Maltese 101: Your Complete Breed Guide to this Affectionate and Lively Dog

Last Updated: 8 months ago

This toy dog breed is an adorable little ball of silky fluff that can be irresistible.

But before you give into the urge to buy one of these cuties, you should learn a little more about them them them so that you can be confident you are making a well-informed decision and you are prepared to meet the challenges that come with properly caring for a Maltese.

Physical Characteristics

Physical Characteristics

The Maltese maxes out at just 10 inches tall and can weigh as little as 2 pounds but no more than 8 pounds. Their coat is most often solid white. But some tints of a darker ivory white or even pale lemon can sometimes be seen.

Their hair grows very, very long which means grooming is a demanding part of caring for a Maltese.

However, on the bright side, a well-nourished and healthy Maltese will not shed, so it’s great for people with allergies (or who just don’t like their furniture and clothes being covered in fur).

One fun fact: during winters or when kept primarily indoors, the nose of a Maltese will fade from black to pink or light brown.

This is perfectly safe and is referred to as the “winter nose” because, as soon as it gets regular sun exposure again, it darkens back to black.

Personality and Temperament

Personality and Temperament

The Maltese have a very lively and bubbly personality. They are extremely friendly and tend to assume everyone they meet is a friend. This is a nice quality, but it does mean you should supervise your pup when you take it somewhere.

They are quite easy to train and respond best to positive reinforcement, which can be either treats or simple praise.

Although small, they can be quite energetic and playful, which makes them great pets if you have kids at home, but it can get a little exhausting when you’re just trying to relax and you’ve got a little ball of fluff bouncing around on you.

They are pretty fearless as well and are safe for younger children, but it’s always better to supervise when you’re little ones are playing. And it’s also important to socialize them from a young age so they become comfortable around people and other animals.

Common Health Issues

Common Health Issues

This breed is relatively healthy but there are some health risks they are more prone to than other breeds.

Here are a few of the most common or most serious ones that you should be on the lookout for:

Patellar Luxation

the patella (kneecap) can become dislocated in Maltese.
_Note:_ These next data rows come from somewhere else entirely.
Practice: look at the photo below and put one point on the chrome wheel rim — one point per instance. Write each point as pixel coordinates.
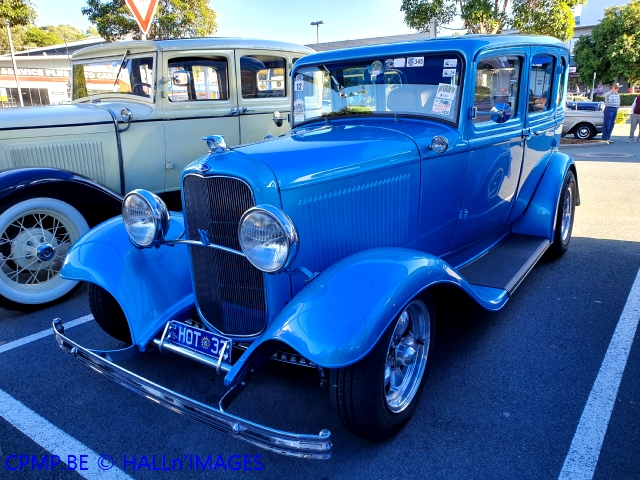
(33, 246)
(565, 228)
(407, 356)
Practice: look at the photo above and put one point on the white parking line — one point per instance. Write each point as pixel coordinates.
(585, 448)
(45, 333)
(55, 441)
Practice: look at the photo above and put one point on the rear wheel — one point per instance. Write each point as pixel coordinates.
(378, 395)
(108, 314)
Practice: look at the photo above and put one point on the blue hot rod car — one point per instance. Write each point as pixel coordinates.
(408, 166)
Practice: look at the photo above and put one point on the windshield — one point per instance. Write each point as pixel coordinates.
(426, 85)
(105, 76)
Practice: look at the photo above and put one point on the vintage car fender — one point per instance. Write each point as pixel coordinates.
(539, 218)
(152, 285)
(339, 317)
(95, 202)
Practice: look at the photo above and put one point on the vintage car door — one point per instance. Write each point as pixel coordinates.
(263, 88)
(541, 122)
(199, 99)
(495, 144)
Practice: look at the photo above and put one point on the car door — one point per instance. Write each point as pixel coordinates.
(541, 121)
(495, 144)
(199, 99)
(263, 88)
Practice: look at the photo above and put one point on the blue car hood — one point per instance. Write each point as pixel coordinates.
(309, 156)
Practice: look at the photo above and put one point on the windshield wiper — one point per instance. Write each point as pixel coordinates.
(123, 62)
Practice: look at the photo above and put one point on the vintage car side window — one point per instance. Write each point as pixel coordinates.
(198, 79)
(422, 85)
(263, 76)
(497, 81)
(540, 80)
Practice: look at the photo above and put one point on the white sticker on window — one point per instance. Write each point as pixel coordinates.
(298, 111)
(441, 106)
(446, 91)
(299, 83)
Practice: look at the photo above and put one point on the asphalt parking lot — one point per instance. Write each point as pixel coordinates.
(514, 394)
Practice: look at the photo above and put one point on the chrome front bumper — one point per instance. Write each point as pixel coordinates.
(285, 443)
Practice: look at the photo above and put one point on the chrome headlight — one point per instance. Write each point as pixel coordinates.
(268, 238)
(146, 218)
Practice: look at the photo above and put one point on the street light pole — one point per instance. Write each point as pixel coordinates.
(317, 25)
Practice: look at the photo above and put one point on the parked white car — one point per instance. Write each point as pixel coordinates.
(138, 112)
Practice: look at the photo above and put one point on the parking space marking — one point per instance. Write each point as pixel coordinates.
(585, 448)
(54, 440)
(45, 333)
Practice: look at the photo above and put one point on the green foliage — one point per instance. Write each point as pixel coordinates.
(173, 19)
(544, 17)
(613, 48)
(16, 12)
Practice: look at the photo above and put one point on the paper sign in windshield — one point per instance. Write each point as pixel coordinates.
(441, 106)
(446, 91)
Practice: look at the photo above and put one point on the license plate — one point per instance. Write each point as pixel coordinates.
(198, 340)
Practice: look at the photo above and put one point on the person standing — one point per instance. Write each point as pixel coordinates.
(635, 118)
(611, 105)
This usually happens to one of the hind legs but it can happen to the front legs as well.

When it becomes dislocated, it starts to slide in and out of place which is very painful for the dog. Look for signs of limping or avoiding walking on a certain leg. It can’t be cured but it can be managed so that your pup can still lead a normal, happy life.

Portosystemic Liver Shunt

this is a disorder where the blood vessel that should deliver blood to the liver where it is cleaned develops abnormally and bypasses the liver (meaning the blood does not get cleaned properly).

Symptoms include vomiting, diarrhea, lethargy, constipation, increased thirst and urination, excessive drooling, and poor growth rate. It can be fatal in severe cases so early detection is key.

There is a surgery available but it is complicated. In less severe cases, a low protein diet can help manage symptoms. The older your dog is when symptoms appear, the more likely treatment and management will be effective.

Progressive Retinal Atrophy

this is a disorder affecting the eye. It is a slow process of degeneration that ultimately leads to blindness in the affected eye.

Annual checkups can help detect symptoms before blindness occurs. Otherwise, it’s not easy to recognize it on your own until the dog already shows signs of blindness.

White Dog Shaker Syndrome

As the name implies, this is a condition that mostly affects white dogs. Symptoms include tremors across the whole body, lack of coordination and rapid eye movements.

If your Maltese has this, episodes will start between 6 months and 3 years old and is usually triggered by excess stress or excitement. It’s not painful or fatal, but it can be managed. Talk to your vet if you suspect your dog has it.

Basic Care Instructions

Basic Care Instructions

Maltese are a very playful and active breed, but they are also quite small, so they can usually get plenty of exercise by running around and playing indoors.

They will definitely love a daily walk that lets them explore the outside world, but it doesn’t take much effort on your part to get them to meet their exercise needs.

They don’t handle extreme temperatures (hot or cold) well, so this is definitely an indoor breed.

They need just ¼ to ½ cup of quality dry dog food per day, and it’s best to divide this into two meals. If you notice your pup getting a little overweight, cut back on the amount of food you feed it.

Grooming is where the Maltese become high-maintenance. If you choose to keep the fur long, you will need to brush daily and bathe your pup every 3–4 weeks. If you choose to clip it short, you will need to trim it every 6 to 8 weeks.

Final Word

The Maltese is a wonderful family dog and is great for small apartments.

They don’t shed, they love to play and be affectionate, and they don’t need a lot of food. However, grooming can be a chore, especially if you keep the fur long, so be prepared for high-maintenance grooming routines.